In the months leading up to the operation, patients will need to adjust their dietary and exercise habits according to the doctor’s particular recommendations. Individuals who do not permanently change their health patterns – which means eating healthier and becoming more physically active – ahead of time will not get the most out of the surgery and will be further endangering their bodies. It is necessary to stop smoking and drinking alcoholic beverages well before the surgery date as well, and altering any prescription or over-the-counter medications deemed unsafe by the doctor.
Bariatric surgery is performed under general anesthesia so the patient is not conscious. The procedure can take several hours and patients generally remain in the hospital or facility for up to five days. A majority of bariatric procedures are performed laparoscopically, meaning the doctor will only need to make small incisions in the abdomen, leading to a shorter healing period.
The period of recovery for bariatric surgery is a crucial time that will massively impact the procedure’s outcome and overall health.
Patients will not be able to eat for the first couple of days after surgery to allow ample healing time; they will then transition into a specialized liquid diet, followed by a period of eating only soft foods. This precise graduated diet will be followed for about 12 weeks until the digestive system has recovered enough to process normal solid food. Some common symptoms following surgery include flu-like symptoms like body aches, fatigue, and fluctuations in temperature and mood as the body adjusts to its new processing mechanisms.
Bariatric surgery is designed to produce weight loss over time, so results will not be visible immediately and will vastly depend on your new habits following the procedure.
Optimal results will be dictated by patient’s’ commitment to proper diet and exercise.
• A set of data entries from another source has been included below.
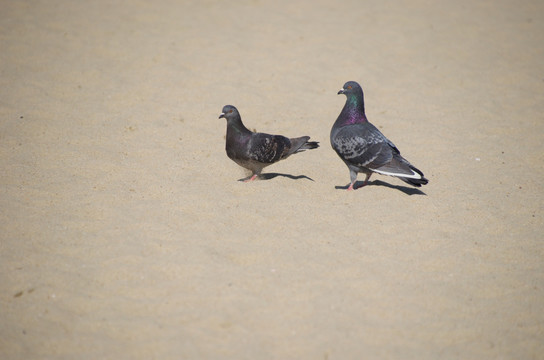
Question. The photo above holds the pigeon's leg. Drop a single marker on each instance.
(253, 177)
(353, 178)
(366, 179)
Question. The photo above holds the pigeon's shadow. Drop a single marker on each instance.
(405, 189)
(270, 176)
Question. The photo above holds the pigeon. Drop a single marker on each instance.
(363, 147)
(254, 151)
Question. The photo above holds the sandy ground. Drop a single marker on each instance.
(126, 235)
In many cases, though, it is possible to shed 50% or more of your excess body weight within two years. The more closely you follow counsel regarding nutrition and physical activity, the better your chances will be of reaching your target weight and gaining enormous confidence in your body.
Bariatric surgery is an extremely individualized set of procedures that must be tailored to each patient’s physical issues. The cost of a weight loss operation is likewise variable and will depend on a multitude of situational factors.